Hope Is Never Really Lost
If you are suffering from posttraumatic stress disorder, June, Dr. Brewerton and I urge you to never give up. Know that feelings of hopelessness are just part of the illness. In cancer, cells divide uncontrollably; with mental illness, hopelessness takes over. Many of us begin to believe that we are too far gone to ever be helped.
But, like Dr. Brewerton says, mental illness, including PTSD, is treatable. A good first step in healing from post-traumatic stress disorder is to pursue evidence-based treatments, which are backed by rigorous scientific research. In my recovery, prolonged exposure therapy (PE) was key. Eye movement desensitization and reprocessing (EMDR), another evidence-based approach, was also helpful. Yet a third evidence-based therapeutic approach for PTSD is cognitive processing therapy. In the United States, clinicians familiar with these treatments can be found through the Anxiety and Depression Association of America’s website. This resource is actually how I connected with the first therapist who truly understood PTSD and what I needed to do in order to get better. In June’s home country of Australia, to get help she recommends, besides talking with your local general practitioner, connecting with beyondblue Support Service and SANE Australia.
Similar to my eating disorder recovery, healing from PTSD was like a jigsaw puzzle that, for me, took years to put together. Importantly, with appropriate treatment, many people find relief more quickly than I did. Along my recovery journey, in addition to PE, EMDR and medication (a psychiatrist finally guided me to the right one), I utilized approaches like yoga, mindfulness, DBT, acceptance and commitment therapy (ACT) and somatic experiencing (SE).
Today, June and I are deeply grateful that the professionals helping us, as well as our loved ones, held onto hope when we lost it for ourselves. Her psychiatrist worked with her for over 30 years.

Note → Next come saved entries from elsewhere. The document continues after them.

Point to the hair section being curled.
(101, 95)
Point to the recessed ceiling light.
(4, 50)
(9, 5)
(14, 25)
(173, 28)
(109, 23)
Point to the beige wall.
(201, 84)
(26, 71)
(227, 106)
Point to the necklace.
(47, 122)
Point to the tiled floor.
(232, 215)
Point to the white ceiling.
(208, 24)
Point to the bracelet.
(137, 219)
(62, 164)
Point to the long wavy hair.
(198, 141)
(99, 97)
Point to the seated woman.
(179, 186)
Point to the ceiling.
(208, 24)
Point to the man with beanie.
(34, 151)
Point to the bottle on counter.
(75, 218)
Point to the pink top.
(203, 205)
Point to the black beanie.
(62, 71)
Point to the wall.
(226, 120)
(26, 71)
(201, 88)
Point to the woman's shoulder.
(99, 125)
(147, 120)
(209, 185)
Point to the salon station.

The fact that we experienced trauma will never go way, but the PTSD, itself, has faded. Throughout the healing process, we have been able to give new meaning to our traumas. We have transcended what happened to us and found ourselves much stronger and more able to appreciate the beauty of life after the battle. We share our stories today to let others know that out of unbearable pain and suffering, an authentic, enriching and meaningful life can emerge. Hope is never really lost.